Do you want to do something different? Don’t be shy… go for it! Don’t feel limited to the information on this list. You aren’t obligated to include all of these points. At the same time, you have the flexibility to add anything else you feel is important to share.


Keep in mind that the design and layout for a funeral service program and a memorial service program are largely the same. These are both events designed to celebrate the life of a loved one. If you need to design a memorial program, you can follow exactly the same steps listed above and add, edit or delete elements as you wish. 


Printing the Funeral Programs

Often, your funeral director can coordinate the printing of the funeral programs. This option is a great choice because you can take one more thing off your to-do list. Or you could ask a friend or family member to help with printing and folding.

Or, if you prefer a DIY approach, then find a local printing company to help. Make sure to ask questions about the timeline so the funeral programs are ready in time for the event.

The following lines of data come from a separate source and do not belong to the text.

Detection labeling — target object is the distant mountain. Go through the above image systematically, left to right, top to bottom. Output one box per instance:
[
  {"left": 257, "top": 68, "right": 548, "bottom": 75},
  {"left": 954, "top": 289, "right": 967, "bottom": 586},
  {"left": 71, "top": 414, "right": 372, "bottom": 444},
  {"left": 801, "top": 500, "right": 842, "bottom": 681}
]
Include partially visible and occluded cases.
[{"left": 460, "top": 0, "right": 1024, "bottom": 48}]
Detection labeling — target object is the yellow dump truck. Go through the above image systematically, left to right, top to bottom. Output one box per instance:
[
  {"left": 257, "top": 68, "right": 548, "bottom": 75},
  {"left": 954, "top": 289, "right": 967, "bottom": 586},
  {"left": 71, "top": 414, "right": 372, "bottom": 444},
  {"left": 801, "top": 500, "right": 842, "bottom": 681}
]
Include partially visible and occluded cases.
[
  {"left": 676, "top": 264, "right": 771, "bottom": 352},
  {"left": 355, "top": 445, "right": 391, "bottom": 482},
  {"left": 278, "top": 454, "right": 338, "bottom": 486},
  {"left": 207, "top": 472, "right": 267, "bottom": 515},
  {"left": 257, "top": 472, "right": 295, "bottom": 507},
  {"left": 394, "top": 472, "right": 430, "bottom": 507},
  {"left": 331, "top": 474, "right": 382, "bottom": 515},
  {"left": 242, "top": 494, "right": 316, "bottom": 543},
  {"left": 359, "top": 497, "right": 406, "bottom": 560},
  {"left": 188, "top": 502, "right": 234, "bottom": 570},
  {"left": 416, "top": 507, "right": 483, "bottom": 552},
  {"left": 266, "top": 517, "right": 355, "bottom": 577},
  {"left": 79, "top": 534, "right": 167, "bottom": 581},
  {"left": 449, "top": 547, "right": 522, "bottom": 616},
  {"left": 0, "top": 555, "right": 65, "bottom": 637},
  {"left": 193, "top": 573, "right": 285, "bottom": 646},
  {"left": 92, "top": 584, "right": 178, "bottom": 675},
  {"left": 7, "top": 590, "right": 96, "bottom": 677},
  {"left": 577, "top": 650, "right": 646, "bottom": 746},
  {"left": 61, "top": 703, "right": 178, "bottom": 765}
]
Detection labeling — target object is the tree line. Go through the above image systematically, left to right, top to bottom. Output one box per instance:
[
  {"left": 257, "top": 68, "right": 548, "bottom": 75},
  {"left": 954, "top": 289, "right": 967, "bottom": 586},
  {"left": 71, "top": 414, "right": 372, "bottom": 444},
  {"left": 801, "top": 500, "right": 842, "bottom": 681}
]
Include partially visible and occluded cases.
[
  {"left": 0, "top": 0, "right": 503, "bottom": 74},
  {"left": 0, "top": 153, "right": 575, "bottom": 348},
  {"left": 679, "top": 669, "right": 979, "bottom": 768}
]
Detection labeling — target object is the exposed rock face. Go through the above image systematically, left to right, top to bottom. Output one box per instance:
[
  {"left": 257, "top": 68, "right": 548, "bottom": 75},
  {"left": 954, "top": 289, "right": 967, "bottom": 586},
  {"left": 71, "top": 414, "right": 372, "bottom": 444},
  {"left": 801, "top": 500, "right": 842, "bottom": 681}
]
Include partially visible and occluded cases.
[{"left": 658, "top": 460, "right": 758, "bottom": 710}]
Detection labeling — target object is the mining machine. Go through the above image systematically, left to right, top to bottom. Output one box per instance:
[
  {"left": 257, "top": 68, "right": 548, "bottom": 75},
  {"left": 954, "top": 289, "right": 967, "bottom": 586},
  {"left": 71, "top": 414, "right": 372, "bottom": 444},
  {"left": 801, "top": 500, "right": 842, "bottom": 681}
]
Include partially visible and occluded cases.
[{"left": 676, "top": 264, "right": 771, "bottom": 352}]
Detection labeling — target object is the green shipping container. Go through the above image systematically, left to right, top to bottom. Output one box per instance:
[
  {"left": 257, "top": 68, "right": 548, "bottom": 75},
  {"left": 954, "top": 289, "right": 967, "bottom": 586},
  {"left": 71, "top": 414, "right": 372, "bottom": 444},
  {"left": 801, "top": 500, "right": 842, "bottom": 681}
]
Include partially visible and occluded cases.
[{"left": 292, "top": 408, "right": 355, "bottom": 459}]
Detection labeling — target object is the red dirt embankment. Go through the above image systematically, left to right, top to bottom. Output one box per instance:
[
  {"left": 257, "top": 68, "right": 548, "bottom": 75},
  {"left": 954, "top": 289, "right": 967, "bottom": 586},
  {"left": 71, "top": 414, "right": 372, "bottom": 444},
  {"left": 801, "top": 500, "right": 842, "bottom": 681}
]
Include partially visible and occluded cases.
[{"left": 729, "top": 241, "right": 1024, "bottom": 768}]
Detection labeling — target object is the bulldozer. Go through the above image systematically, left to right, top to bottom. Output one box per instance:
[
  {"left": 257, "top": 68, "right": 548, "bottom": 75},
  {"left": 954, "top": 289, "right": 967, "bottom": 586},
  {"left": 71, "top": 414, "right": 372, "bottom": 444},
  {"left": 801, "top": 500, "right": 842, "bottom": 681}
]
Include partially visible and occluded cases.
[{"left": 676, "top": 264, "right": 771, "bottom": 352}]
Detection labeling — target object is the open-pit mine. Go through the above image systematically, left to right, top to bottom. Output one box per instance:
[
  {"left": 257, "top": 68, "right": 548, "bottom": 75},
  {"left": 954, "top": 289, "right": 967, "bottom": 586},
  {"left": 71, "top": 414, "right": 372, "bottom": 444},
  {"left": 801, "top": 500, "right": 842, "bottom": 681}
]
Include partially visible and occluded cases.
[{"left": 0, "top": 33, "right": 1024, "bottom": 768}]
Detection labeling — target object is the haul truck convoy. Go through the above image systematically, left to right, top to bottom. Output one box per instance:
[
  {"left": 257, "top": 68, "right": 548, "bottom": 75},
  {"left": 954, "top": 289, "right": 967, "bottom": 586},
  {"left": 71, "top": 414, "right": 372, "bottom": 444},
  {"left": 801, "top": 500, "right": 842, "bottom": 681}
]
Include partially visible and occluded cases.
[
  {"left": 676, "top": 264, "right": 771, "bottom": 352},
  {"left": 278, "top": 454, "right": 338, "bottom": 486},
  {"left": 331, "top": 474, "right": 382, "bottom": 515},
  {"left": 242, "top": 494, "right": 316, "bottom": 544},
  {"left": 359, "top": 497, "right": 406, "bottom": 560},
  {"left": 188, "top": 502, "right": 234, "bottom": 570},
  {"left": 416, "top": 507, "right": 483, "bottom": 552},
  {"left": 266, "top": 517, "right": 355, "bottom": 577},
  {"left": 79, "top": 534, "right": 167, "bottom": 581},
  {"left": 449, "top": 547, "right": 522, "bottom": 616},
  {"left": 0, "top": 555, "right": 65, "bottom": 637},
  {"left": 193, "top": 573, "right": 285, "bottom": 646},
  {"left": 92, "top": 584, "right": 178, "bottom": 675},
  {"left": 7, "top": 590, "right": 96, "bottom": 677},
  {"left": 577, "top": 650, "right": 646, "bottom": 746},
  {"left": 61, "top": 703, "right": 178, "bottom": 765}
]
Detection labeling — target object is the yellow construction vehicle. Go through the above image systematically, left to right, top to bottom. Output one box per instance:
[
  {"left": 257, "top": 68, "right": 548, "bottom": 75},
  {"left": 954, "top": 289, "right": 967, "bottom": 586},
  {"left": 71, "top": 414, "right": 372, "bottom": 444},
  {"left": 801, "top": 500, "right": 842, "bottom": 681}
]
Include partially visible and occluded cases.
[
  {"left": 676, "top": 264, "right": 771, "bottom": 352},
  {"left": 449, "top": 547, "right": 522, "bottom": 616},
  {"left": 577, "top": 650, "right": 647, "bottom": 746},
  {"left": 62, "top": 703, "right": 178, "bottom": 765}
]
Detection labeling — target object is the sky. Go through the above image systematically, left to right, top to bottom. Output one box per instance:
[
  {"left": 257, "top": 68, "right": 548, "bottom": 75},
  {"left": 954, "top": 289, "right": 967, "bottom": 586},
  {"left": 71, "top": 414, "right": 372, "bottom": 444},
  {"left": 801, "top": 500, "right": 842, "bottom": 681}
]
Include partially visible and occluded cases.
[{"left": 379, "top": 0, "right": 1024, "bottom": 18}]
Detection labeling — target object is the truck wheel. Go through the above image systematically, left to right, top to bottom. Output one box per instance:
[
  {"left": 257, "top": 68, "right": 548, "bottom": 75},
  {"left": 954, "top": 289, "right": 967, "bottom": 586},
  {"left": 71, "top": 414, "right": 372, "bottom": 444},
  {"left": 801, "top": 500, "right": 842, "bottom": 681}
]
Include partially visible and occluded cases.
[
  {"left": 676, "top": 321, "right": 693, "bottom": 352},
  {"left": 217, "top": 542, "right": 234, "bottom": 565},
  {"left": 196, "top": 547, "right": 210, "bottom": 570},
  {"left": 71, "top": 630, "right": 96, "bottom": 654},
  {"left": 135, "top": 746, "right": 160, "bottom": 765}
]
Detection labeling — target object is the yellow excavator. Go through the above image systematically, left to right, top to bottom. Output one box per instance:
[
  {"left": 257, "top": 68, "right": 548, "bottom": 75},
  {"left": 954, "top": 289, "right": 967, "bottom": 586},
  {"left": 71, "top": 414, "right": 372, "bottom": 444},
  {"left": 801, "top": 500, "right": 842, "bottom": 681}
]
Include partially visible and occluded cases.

Remember the ultimate goal in creating a personalized funeral program: to honor your loved one. Consider the person’s preferences, as well as family traditions and cultural influences to create a funeral program that is perfect for your event.


Personalizing Funeral Service Programs

There are lots of ways to make a funeral program more personal. Here are just a few inspirations to help you as you create a memorable program for a funeral or memorial.

  • Color and design. Choose a program color and/or design theme (flowers, stars, trees, etc.) that feels right and matches the spirit of the event
  • Tone. Use language that embodies the mood of the celebration. More or less formal, for example. If the person being honored was famous for their sense of humor, an upbeat tone or even a witty quote may be just right as an accent
  • Type styles. The font, or style of type, you choose for a funeral program can communicate the feeling of the event, with more formal script styles evoking a more elegant event, and simple, minimal styles creating a modern or more low-key effect.
  • Photos. Choose at least one photo to include in your program, either on the cover or within its pages. It can also be lovely to feature two photos to show the person in more than one part of life. This could mean work and family or youth and older age, for example.


Whatever type of funeral program you put together, the most important thing is to make it suit the memorial event or gathering you are hosting. Let your loved one inspire the design choices you make, and include names of family and community to make those participating feel included and important. Your program can be a source of comfort and a memento for years to come.